Once again, he pointed a long finger at the TV screen. “We’re all gonna die.”
This time Aubrey turned and looked. It wasn’t cable news Scott was watching; it was network. But it wouldn’t have mattered what station he was on. The news was everywhere, and the headlines and chyrons and scrolling tickers were in a size of typeface generally reserved for the Second Coming.
Aubrey watched, stunned. She couldn’t immediately comprehend what the people on television were saying. This couldn’t be happening. Hadn’t we already gone through everything we possibly could?
Scott leaned over, picked up the prescription bottle, and shook it at her.
“Only eight left. Splitsies?”
3.
Mountain View, California
Thom Banning was on the move. He’d been briefed on the solar situation shortly after arriving at the Vida headquarters, on the periphery of Silicon Valley, and was pleased with how quickly he had adapted, how he had willed his mind into acceptance of this obvious threshold, this signal event in humankind’s technological history. Thom wasn’t just unsurprised by the impending disaster, he wasn’t just prepared for it. The ugly truth, furiously buried by Thom but obvious to anyone who knew him, was that he was looking forward to it.
Like many entrepreneurs, the mental exercise of trying to anticipate the future occupied Thom’s mind twenty-four hours a day. There was little cognitive difference, he liked to assert, between his waking state and his dream state, in that both were dedicated to productive thought on whatever was the task at hand. As a little boy, his family had stopped in Fort Myers, Florida, one sweltering spring vacation and taken a tour of Thomas Edison’s house and laboratory. The pilgrimage was planned largely as a paean to the boy’s budding technical genius, which his parents obsessed over from the time he was old enough to put Snap Circuits together. Edison’s house was a bore to the kids and the lab had seemed dusty and uninteresting, but what had stayed with Thom was the nap cot.
It was there—on a tiny six-foot-by-two-and-a-half-foot plank with a thin straw mattress tucked in a corner of the lab—that Edison had taken his famous restorative naps throughout the day. What dreams must have come from those naps, young Thom Banning thought. Not for the first time, he saw his given name as destiny. He decided two things, then and there: that his nickname would never be spelled without the H, lest anyone miss the obvious and appropriate connection with Edison, and that, when grown, he would never ignore the vital creative powers of his dream life.

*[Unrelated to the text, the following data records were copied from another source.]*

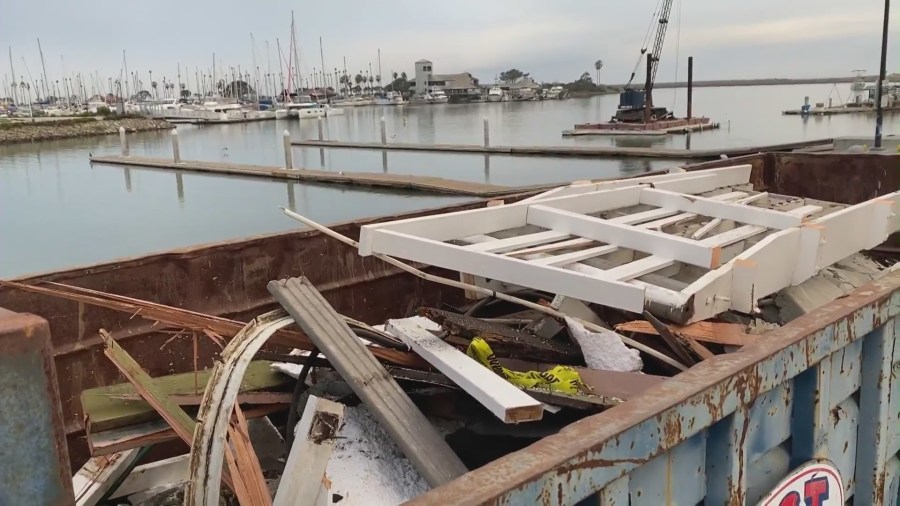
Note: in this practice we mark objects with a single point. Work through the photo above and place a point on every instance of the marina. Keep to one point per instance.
(495, 253)
(363, 179)
(564, 151)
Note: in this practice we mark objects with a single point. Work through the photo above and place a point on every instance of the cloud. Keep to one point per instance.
(821, 27)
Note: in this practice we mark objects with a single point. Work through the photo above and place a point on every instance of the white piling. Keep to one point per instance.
(288, 157)
(123, 141)
(176, 152)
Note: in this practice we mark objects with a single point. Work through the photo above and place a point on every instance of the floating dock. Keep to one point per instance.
(841, 109)
(564, 151)
(370, 179)
(653, 128)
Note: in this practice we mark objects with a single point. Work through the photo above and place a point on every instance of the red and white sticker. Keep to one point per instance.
(816, 483)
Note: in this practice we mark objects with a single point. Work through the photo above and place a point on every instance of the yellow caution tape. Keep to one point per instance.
(560, 378)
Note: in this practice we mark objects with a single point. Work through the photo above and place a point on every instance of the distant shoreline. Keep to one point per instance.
(14, 132)
(762, 82)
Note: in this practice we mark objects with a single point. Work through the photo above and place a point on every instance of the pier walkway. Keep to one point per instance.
(370, 179)
(564, 151)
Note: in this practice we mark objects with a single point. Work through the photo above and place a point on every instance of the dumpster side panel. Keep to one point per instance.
(34, 463)
(728, 430)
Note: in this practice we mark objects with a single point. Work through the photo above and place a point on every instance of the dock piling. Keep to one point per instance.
(288, 158)
(176, 152)
(123, 141)
(691, 88)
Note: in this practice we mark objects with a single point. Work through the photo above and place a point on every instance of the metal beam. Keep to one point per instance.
(408, 427)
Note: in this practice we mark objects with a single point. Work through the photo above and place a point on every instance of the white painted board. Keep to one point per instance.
(506, 401)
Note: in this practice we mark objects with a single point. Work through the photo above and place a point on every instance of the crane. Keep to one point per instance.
(637, 105)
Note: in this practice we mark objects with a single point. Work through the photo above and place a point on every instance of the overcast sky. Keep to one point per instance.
(551, 39)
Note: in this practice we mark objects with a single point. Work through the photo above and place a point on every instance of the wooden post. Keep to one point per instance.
(690, 86)
(123, 141)
(288, 159)
(176, 152)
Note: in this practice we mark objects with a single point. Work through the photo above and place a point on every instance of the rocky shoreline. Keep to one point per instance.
(26, 131)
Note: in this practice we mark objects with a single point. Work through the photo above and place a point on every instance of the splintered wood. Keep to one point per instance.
(710, 332)
(695, 244)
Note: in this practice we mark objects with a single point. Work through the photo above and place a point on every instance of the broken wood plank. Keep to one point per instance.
(313, 443)
(704, 206)
(155, 474)
(143, 434)
(178, 420)
(99, 474)
(195, 400)
(731, 334)
(121, 405)
(674, 344)
(506, 401)
(208, 449)
(244, 464)
(504, 341)
(626, 236)
(172, 413)
(414, 434)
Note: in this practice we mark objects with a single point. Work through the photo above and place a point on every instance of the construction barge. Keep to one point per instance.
(818, 387)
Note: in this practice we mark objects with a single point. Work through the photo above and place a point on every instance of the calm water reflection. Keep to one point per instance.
(57, 211)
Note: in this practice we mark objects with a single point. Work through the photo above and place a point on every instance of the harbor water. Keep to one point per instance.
(59, 211)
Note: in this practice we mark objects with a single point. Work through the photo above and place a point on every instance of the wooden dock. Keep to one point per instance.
(564, 151)
(369, 179)
(841, 109)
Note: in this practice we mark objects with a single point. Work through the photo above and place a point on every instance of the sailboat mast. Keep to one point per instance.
(13, 72)
(322, 56)
(296, 52)
(281, 68)
(44, 70)
(255, 68)
(268, 69)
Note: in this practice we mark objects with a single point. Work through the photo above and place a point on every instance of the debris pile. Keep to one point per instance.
(577, 300)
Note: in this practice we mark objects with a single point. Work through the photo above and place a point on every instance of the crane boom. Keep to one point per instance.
(660, 37)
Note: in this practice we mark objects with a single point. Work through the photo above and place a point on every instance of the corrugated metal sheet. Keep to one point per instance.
(727, 430)
(393, 409)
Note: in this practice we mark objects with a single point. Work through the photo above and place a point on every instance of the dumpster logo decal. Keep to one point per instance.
(816, 483)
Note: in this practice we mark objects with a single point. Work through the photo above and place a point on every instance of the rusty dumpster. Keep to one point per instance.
(723, 432)
(726, 431)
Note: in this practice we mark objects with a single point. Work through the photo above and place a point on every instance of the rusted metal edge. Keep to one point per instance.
(668, 414)
(407, 426)
(217, 406)
(237, 244)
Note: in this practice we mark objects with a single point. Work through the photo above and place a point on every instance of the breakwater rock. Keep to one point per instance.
(26, 131)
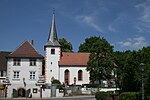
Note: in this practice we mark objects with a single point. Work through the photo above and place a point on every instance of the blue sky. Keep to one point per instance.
(124, 23)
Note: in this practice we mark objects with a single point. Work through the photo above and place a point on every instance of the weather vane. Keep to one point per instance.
(53, 10)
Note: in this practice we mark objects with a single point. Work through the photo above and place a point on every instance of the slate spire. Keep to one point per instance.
(53, 39)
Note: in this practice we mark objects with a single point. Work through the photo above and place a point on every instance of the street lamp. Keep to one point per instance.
(6, 82)
(142, 69)
(40, 83)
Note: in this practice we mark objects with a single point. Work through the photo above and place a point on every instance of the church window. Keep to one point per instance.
(32, 75)
(16, 75)
(66, 76)
(32, 62)
(52, 51)
(80, 75)
(16, 62)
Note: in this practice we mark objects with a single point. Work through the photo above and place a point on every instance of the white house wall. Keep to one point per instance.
(24, 73)
(74, 73)
(51, 63)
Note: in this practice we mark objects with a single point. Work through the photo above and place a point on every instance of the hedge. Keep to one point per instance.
(101, 95)
(129, 96)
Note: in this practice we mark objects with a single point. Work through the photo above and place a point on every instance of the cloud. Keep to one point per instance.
(137, 42)
(143, 23)
(88, 20)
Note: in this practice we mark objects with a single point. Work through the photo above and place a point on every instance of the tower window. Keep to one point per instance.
(52, 51)
(80, 75)
(32, 62)
(16, 62)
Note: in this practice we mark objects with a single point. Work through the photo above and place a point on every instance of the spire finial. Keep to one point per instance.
(53, 10)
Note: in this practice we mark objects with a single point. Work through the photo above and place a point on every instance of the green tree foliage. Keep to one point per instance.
(100, 64)
(129, 69)
(66, 46)
(90, 44)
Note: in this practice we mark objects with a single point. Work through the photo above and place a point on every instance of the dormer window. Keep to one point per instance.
(32, 62)
(53, 51)
(16, 62)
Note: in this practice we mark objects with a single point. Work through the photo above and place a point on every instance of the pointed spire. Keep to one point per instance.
(53, 39)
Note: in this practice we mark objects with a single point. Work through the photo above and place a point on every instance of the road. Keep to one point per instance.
(57, 98)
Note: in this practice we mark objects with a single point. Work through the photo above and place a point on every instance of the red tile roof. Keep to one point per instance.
(74, 59)
(25, 50)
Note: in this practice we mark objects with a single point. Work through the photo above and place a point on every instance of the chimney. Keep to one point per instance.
(32, 42)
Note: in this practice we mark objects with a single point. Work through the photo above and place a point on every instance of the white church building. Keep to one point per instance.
(25, 64)
(67, 67)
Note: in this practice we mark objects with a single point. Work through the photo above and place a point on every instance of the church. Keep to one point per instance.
(25, 65)
(67, 67)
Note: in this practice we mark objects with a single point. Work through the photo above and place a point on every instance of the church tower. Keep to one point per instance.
(52, 54)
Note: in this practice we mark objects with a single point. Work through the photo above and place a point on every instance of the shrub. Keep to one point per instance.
(91, 85)
(56, 82)
(101, 95)
(128, 96)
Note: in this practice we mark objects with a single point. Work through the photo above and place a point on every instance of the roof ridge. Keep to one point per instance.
(18, 47)
(26, 49)
(34, 48)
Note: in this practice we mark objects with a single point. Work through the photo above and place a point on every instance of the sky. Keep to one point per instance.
(125, 24)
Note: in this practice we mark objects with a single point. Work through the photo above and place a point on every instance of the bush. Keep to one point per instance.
(101, 95)
(129, 96)
(91, 85)
(56, 82)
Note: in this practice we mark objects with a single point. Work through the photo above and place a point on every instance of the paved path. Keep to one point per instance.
(56, 98)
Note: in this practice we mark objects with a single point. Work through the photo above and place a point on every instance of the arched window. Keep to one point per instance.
(66, 74)
(80, 75)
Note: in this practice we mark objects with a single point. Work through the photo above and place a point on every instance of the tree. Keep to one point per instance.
(101, 62)
(66, 46)
(89, 45)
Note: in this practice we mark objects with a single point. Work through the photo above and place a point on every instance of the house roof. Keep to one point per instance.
(3, 60)
(25, 50)
(74, 59)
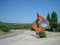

He kept both vows. It was, in fact, in a semi-waking state that the idea for his robotics firm, Vida, was born. It’s harder to nap in your twenties, unless you haven’t slept at night, so as a post-graduate Thom would force himself to stay up ’til the morning hours for that very purpose. He wanted to enter his workday sleepy, so that he could drop into a REM state, which he had come to view as the most fertile of all states of human consciousness, at a moment’s notice. Vida began, one drowsy August afternoon, as a rather workaday bit of code Thom had literally dreamed up that would provide simple AI enhancement for auto-assembly robotics. Hardly the stuff of great fortunes, but the idea had the distinct advantage of being able to make money right out of the gate. Profit was built into concept. In the years that followed, Thom’s ideas, and, increasingly, those of the technological wizzes he hired and whose patents he came to dominate, blended unexpectedly with the emerging nanotech industry. Soon Vida penetrated every corner of the medical and surgical fields, and by the end of its first decade, it was almost impossible to have surgery at any major hospital in the developed world without at least one Vida-produced robotic tool poking around in your flesh.